Pick either squat or DL to focus on and go with that and on the second day do more reps with the opposite.
 
Ok, so now I'm doing west side, cool..lol

I have no bands or chains, so cleans and push press...got it.

I already have push press listed and am pretty good with em...as I am already doing them. I will, however, lighten the load and hammer form and speed in the future.

So second upper body day is push presses, and say clap pullups (I hate you CP) And second lower body day maybe cleans and....what?? Throw some shit at me guys...I will pick an exercise I have done before...lol
 
why the clap pull ups?

The second upper body day is your push press (around 70-75% intensity) for speed and then do some tricep work or bench specific work...incline press, CG bench and then drill the upper back. No need for the clap pull up IMO.

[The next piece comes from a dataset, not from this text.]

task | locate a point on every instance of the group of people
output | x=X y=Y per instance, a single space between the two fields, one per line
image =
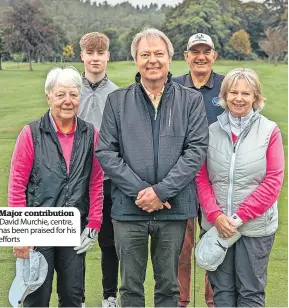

for second lower body day, power cleans are fine and then go to some assistance work.....RDLs, step ups, etc...
 
why the clap pull ups?

The second upper body day is your push press (around 70-75% intensity) for speed and then do some tricep work or bench specific work...incline press, CG bench and then drill the upper back. No need for the clap pull up IMO.

for second lower body day, power cleans are fine and then go to some assistance work.....RDLs, step ups, etc...

Clap pullups are fun!
 
Clap pullups are fun!

yea, but I see no point in them in this program. They severly decrease the amount of weight that he can use on a pull up and decrease the amount of strength he can potentially gain in his back, and he is looking to increase his bench press...I would opt for something that is going to build stability back there.
 
OK....second attempt

Upper1:
Bench Press 5x3
Weighted Pull ups 3x5

Accessory
Incline db Press 3x5
Face Pulls ( do you guys like this exercise? suggest something else) 3x5

Lower1:
Squats 5x3
Front Squats 3x5

Accessory:
Split Squat 3x5 (?)
Hypers 2x12-15

Upper2:
push press 8x3 (75%)

weighted dips (3x5 ?)
Bent Rows 3x5 (?)

Lower2:
Cleans 8x3 (75%)

RDL's 3x5 (?)
Lunges 3x5 (?)


I'm going with P-funk and am going to keep volume constant, playing with intensity from week to week. I want to do lots of triples. I figure to start around 75+% week1...82-85% week2....back off week3....90%+ week4...repeat

See the questions I have now are on the # of sets and I'm a little fuzzy on percentages still...and on the accessory work.. So feel free to go and edit this with exercises you think would be better and/or sets/reps.
 
the main exercise, 5 sets x 3 reps is fine.

on the aux. stuff (like the db incline press and the face pulls) do more metabolic work....go with rep range of 8-10.